Posted to dev@cxf.apache.org by Daniel Kulp <dk...@apache.org> on 2010/06/16 17:29:13 UTC
[Important] Apache CXF security advisory CVE-2010-2076
The Apache CXF team recently discovered a security issue that may allow an
attacker to carry out denial of service attacks and to read arbitrary files on
the file system of the node where CXF runs. Details of the vulnerability are
described in the following advisory:
http://svn.apache.org/repos/asf/cxf/trunk/security/CVE-2010-2076.pdf
This vulnerability may potentially be exploited on any CXF installation that
receives XML messages from untrusted sources. We strongly recommend to all
users who manage this type of installation to follow the instructions in the
above advisory in order to mitigate the security risk caused by this
vulnerability.
-- The Apache CXF team
Re: [Important] Apache CXF security advisory CVE-2010-2076
Posted by Nikolay Elenkov <ni...@sarion.co.jp>.

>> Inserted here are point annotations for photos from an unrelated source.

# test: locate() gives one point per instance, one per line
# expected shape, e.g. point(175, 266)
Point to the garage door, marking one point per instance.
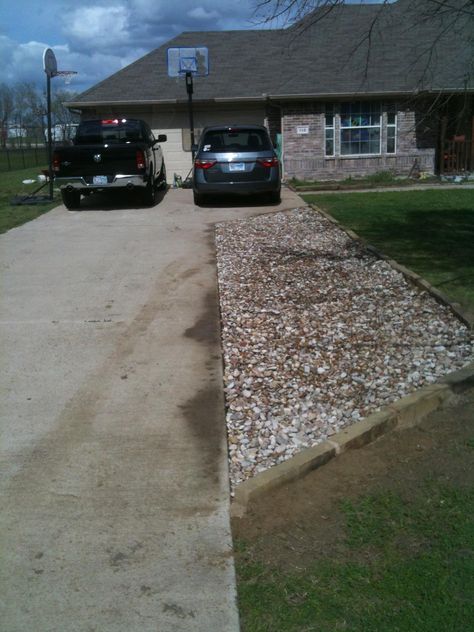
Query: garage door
point(173, 123)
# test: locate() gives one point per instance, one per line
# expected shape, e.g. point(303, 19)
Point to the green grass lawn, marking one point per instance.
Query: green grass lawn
point(430, 232)
point(12, 159)
point(11, 185)
point(406, 566)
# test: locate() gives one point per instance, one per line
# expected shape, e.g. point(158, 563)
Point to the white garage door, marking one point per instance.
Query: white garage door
point(172, 123)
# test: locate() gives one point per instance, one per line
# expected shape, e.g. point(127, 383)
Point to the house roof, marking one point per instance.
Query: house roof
point(354, 49)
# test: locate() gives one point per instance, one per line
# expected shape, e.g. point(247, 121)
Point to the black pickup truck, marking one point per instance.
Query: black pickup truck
point(109, 154)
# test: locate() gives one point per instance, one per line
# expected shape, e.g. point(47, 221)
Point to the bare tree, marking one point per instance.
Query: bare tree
point(435, 20)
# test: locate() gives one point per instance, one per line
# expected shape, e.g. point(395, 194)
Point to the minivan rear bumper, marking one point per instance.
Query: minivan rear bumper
point(200, 185)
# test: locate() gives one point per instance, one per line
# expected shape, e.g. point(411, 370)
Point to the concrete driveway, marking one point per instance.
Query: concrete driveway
point(114, 487)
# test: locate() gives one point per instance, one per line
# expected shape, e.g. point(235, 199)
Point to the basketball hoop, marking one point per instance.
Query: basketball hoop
point(66, 74)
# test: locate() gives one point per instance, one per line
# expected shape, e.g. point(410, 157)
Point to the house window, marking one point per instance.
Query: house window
point(360, 128)
point(329, 131)
point(391, 133)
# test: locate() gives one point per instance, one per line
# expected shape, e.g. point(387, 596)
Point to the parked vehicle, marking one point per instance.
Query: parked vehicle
point(110, 154)
point(236, 159)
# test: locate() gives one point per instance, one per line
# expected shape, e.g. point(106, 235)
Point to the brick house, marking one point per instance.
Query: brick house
point(360, 89)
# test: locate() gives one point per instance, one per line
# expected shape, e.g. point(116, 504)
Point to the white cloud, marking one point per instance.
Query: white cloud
point(199, 13)
point(98, 28)
point(99, 37)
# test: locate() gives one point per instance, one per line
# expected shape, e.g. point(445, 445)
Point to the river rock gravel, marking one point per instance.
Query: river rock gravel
point(317, 333)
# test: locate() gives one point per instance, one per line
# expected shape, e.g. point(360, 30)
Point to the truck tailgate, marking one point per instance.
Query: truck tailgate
point(90, 160)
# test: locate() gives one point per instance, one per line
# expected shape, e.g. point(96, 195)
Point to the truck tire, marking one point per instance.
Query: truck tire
point(71, 199)
point(149, 192)
point(162, 178)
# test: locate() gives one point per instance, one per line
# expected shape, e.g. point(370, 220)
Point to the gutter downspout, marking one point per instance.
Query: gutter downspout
point(268, 101)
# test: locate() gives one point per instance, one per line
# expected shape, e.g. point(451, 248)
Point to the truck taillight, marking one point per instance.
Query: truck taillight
point(56, 164)
point(204, 164)
point(140, 160)
point(268, 162)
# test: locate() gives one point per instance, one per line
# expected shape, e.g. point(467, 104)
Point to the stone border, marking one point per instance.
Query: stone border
point(403, 413)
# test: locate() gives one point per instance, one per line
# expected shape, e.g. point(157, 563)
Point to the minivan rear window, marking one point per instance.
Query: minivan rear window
point(238, 140)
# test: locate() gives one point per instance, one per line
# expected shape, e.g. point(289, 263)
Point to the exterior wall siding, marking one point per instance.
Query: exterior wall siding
point(304, 154)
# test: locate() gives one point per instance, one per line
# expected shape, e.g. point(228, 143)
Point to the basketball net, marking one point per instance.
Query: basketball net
point(67, 75)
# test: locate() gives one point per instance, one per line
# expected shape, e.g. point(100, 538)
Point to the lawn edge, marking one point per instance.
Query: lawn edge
point(405, 412)
point(415, 278)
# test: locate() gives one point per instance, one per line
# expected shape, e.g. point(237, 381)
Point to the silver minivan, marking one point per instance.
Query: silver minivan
point(236, 159)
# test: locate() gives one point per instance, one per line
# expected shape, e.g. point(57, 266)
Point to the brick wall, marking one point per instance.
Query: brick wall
point(304, 158)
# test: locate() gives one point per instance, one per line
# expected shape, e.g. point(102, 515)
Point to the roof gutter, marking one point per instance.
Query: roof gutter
point(277, 97)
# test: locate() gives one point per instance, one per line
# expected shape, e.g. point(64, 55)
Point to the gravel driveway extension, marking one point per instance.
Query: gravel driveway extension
point(317, 333)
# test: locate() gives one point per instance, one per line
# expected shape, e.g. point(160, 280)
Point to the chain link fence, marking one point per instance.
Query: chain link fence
point(22, 147)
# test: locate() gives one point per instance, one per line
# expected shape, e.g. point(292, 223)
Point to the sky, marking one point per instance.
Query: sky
point(99, 37)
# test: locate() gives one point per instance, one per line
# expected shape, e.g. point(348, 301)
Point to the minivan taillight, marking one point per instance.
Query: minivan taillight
point(56, 162)
point(140, 159)
point(268, 162)
point(204, 164)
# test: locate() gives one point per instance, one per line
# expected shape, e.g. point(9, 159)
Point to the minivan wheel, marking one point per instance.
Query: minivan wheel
point(198, 198)
point(71, 199)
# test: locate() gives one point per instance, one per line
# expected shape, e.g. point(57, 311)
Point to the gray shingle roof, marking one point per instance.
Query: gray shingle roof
point(354, 49)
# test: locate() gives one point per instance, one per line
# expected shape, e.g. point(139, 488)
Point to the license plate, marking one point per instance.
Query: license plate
point(99, 180)
point(236, 166)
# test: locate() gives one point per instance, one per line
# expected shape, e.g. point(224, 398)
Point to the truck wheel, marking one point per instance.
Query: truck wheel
point(162, 178)
point(71, 199)
point(149, 193)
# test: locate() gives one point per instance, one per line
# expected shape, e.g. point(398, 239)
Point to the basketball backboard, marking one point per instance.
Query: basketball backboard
point(50, 64)
point(187, 59)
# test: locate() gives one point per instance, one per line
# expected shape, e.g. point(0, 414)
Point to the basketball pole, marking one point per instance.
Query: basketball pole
point(189, 89)
point(50, 136)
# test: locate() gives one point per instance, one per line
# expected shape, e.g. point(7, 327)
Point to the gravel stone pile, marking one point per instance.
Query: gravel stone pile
point(317, 333)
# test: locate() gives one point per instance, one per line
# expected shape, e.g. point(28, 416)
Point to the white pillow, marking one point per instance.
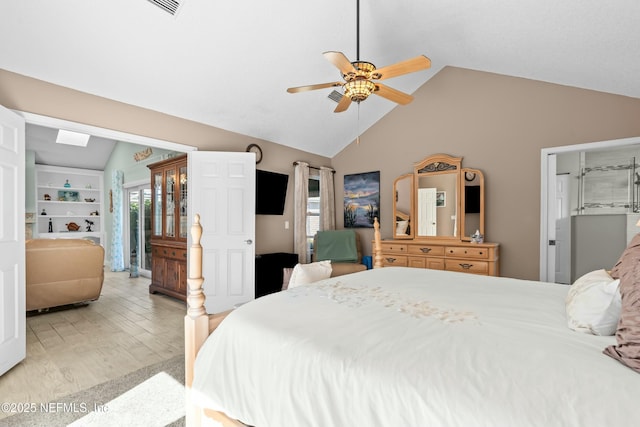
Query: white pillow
point(594, 304)
point(308, 273)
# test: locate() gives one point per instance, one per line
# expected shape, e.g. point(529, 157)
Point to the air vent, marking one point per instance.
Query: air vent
point(335, 96)
point(170, 6)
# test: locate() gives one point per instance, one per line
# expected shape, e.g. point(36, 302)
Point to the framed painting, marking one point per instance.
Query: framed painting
point(361, 199)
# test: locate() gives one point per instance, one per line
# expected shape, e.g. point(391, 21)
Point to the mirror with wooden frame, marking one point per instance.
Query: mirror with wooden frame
point(436, 199)
point(439, 200)
point(403, 207)
point(472, 202)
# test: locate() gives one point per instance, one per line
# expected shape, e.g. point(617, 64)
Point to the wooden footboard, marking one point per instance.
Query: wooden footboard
point(198, 324)
point(197, 327)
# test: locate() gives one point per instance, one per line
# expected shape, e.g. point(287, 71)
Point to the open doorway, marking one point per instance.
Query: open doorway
point(587, 219)
point(139, 178)
point(138, 229)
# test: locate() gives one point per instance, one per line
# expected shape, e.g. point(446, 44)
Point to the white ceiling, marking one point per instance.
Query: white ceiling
point(227, 63)
point(42, 140)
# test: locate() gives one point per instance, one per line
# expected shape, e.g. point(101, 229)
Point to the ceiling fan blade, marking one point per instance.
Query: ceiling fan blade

On 2010/06/18 22:21, Daniel Kulp wrote:
> On Thursday 17 June 2010 11:17:13 pm Nikolay Elenkov wrote:
>>
>> So I guess we are safe. Anyone that built using Maven should get the same,
>> so it should be mostly OK? Unless of course their appserver ignores the
>> bundled parser and uses the system one for some reason.
>
> Well, I'm still not sure if the section 5.2 vulnerability isn't still an
> issue. In this case, did Woodstox parse the DTD (and thus hit the google
> URL) before returning the DTD event. I don't know. You would need to
> wireshark or something to see if a URL connection is going out to google.

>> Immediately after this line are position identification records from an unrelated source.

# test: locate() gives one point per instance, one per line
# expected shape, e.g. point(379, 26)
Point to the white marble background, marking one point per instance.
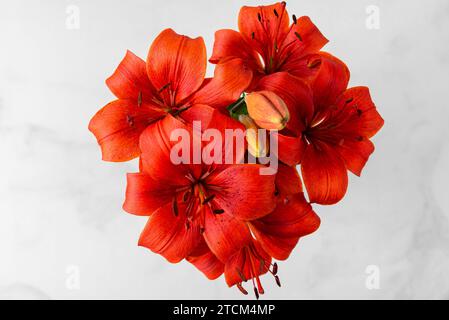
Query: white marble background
point(60, 205)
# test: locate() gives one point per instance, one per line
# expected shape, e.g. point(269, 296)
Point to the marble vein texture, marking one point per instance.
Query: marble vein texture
point(63, 233)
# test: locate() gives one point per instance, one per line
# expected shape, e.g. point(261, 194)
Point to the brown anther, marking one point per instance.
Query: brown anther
point(186, 196)
point(278, 282)
point(208, 199)
point(164, 87)
point(139, 99)
point(175, 207)
point(295, 21)
point(256, 292)
point(242, 290)
point(275, 268)
point(261, 265)
point(314, 63)
point(130, 120)
point(241, 275)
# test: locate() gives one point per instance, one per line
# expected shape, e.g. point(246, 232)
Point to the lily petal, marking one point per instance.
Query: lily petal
point(331, 81)
point(264, 26)
point(144, 195)
point(304, 38)
point(157, 143)
point(224, 234)
point(288, 181)
point(243, 192)
point(279, 231)
point(176, 65)
point(358, 99)
point(130, 79)
point(355, 154)
point(229, 44)
point(205, 261)
point(166, 233)
point(118, 126)
point(324, 174)
point(247, 263)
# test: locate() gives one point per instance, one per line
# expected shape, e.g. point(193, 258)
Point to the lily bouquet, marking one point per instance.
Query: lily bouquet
point(218, 157)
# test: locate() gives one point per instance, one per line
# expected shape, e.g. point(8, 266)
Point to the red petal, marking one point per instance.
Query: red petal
point(288, 181)
point(324, 174)
point(279, 231)
point(156, 147)
point(205, 261)
point(167, 234)
point(144, 195)
point(330, 82)
point(312, 40)
point(176, 64)
point(369, 121)
point(305, 68)
point(231, 78)
point(229, 44)
point(249, 262)
point(244, 192)
point(118, 126)
point(232, 150)
point(290, 149)
point(224, 234)
point(261, 27)
point(130, 79)
point(355, 154)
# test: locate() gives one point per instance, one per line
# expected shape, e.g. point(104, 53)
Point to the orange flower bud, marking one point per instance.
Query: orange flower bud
point(257, 142)
point(267, 110)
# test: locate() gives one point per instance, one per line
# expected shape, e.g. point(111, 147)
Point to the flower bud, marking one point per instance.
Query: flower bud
point(267, 110)
point(257, 138)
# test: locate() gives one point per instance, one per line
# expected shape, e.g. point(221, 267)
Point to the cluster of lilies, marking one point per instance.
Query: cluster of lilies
point(226, 216)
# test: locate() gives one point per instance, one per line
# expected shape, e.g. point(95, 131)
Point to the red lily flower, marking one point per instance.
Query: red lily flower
point(172, 80)
point(332, 130)
point(276, 234)
point(267, 43)
point(191, 202)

I forgot to say so in my last email, but I was monitoring the test with
Wireshark. There were not outgoing requrests.
> .....
>
> Actually, just tried it. With woodstox as the parser, I don't see any
> outgoing requests. With the parser built into the JDK, I do. (with 2.2.8
> and earlier)
>
> With the new CXF releases, I don't see any outgoing hits with either parser.
>
> Thus, for SOAP endpoints, if you are 100% sure you are using Woodstox, then
> you shouldn't be vulnerable. As you said, by default, our maven deps pull in
> woodstox so hopefully most people are OK. Upgrading is still strongly
> recommended to be sure though.
>
Thanks.
Re: [Important] Apache CXF security advisory CVE-2010-2076
Posted by Daniel Kulp <dk...@apache.org>.

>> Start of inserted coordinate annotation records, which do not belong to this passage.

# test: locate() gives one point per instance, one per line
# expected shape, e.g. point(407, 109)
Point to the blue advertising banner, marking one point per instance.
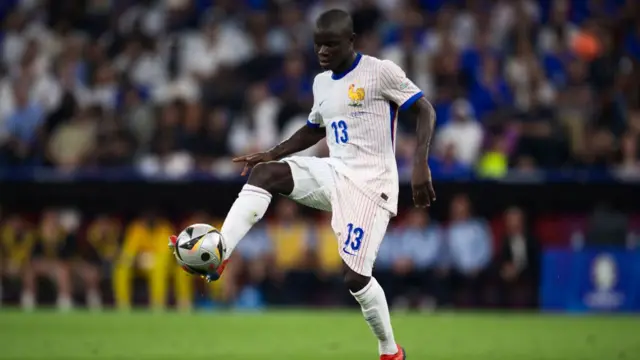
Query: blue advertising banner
point(591, 280)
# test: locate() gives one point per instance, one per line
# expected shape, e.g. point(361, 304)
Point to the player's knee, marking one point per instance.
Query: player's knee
point(354, 281)
point(273, 177)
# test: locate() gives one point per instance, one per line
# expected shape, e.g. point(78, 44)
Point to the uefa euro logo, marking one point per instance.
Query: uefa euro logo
point(604, 277)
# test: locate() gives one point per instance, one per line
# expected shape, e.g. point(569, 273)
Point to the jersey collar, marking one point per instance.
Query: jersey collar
point(338, 76)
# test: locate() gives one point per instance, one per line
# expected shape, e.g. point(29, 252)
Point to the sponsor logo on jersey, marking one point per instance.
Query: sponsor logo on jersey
point(356, 96)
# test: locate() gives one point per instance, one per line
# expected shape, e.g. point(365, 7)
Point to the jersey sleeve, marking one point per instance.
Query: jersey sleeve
point(396, 87)
point(315, 119)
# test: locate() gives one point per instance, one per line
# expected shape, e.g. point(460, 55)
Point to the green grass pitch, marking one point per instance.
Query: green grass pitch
point(307, 335)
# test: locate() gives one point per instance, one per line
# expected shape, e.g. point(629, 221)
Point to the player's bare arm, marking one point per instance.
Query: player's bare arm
point(421, 184)
point(303, 139)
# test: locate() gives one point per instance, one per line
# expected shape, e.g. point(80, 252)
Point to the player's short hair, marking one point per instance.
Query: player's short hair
point(335, 18)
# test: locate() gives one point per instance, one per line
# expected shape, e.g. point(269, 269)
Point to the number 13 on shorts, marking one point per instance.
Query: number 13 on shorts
point(354, 239)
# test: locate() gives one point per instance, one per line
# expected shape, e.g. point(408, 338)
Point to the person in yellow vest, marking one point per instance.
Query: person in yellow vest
point(329, 262)
point(291, 272)
point(144, 253)
point(98, 253)
point(51, 257)
point(17, 238)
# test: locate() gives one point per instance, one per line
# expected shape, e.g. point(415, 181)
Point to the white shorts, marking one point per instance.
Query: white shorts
point(358, 222)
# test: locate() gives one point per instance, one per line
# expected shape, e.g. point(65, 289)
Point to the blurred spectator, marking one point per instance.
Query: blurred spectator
point(629, 166)
point(470, 250)
point(51, 258)
point(72, 144)
point(518, 262)
point(447, 165)
point(98, 255)
point(250, 270)
point(494, 162)
point(418, 267)
point(515, 62)
point(152, 261)
point(290, 236)
point(463, 132)
point(21, 129)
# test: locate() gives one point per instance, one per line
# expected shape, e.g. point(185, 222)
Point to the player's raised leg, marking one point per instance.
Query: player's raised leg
point(253, 200)
point(360, 225)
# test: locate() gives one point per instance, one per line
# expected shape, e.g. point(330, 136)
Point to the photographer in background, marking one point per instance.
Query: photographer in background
point(98, 254)
point(518, 262)
point(55, 244)
point(17, 238)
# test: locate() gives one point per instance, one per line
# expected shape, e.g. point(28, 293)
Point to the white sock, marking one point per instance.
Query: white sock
point(248, 209)
point(376, 312)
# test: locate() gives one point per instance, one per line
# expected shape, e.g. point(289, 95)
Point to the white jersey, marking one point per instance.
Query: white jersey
point(359, 110)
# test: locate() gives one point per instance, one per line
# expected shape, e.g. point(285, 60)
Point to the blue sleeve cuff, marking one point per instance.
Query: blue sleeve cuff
point(410, 101)
point(313, 125)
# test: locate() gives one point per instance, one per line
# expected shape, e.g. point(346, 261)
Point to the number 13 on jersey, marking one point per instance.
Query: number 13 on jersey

On Thursday 17 June 2010 11:17:13 pm Nikolay Elenkov wrote:
> Apparently 2.2.7 has the Woodstox parser as a dependency, and for the above
> request that gives a (on Tomcat 5.5)
>
> <soap:Envelope xmlns:soap="http://schemas.xmlsoap.org/soap/envelope/">
> <soap:Body>
> <soap:Fault>
> <faultcode>soap:Client</faultcode>
> <faultstring>Error reading XMLStreamReader.</faultstring>
> </soap:Fault>
> </soap:Body>
> </soap:Envelope>
>
> With the cause exception:
>
> Caused by: com.ctc.wstx.exc.WstxParsingException: Received event DTD,
> instead of START_ELEMENT or END_ELEMENT.
>
> So I guess we are safe. Anyone that built using Maven should get the same,
> so it should be mostly OK? Unless of course their appserver ignores the
> bundled parser and uses the system one for some reason.
Well, I'm still not sure if the section 5.2 vulnerability isn't still an
issue. In this case, did Woodstox parse the DTD (and thus hit the google
URL) before returning the DTD event. I don't know. You would need to
wireshark or something to see if a URL connection is going out to google.
.....
Actually, just tried it. With woodstox as the parser, I don't see any
outgoing requests. With the parser built into the JDK, I do. (with 2.2.8
and earlier)
With the new CXF releases, I don't see any outgoing hits with either parser.
Thus, for SOAP endpoints, if you are 100% sure you are using Woodstox, then
you shouldn't be vulnerable. As you said, by default, our maven deps pull in
woodstox so hopefully most people are OK. Upgrading is still strongly
recommended to be sure though.
--
Daniel Kulp
dkulp@apache.org
http://dankulp.com/blog
Re: [Important] Apache CXF security advisory CVE-2010-2076
Posted by Daniel Kulp <dk...@apache.org>.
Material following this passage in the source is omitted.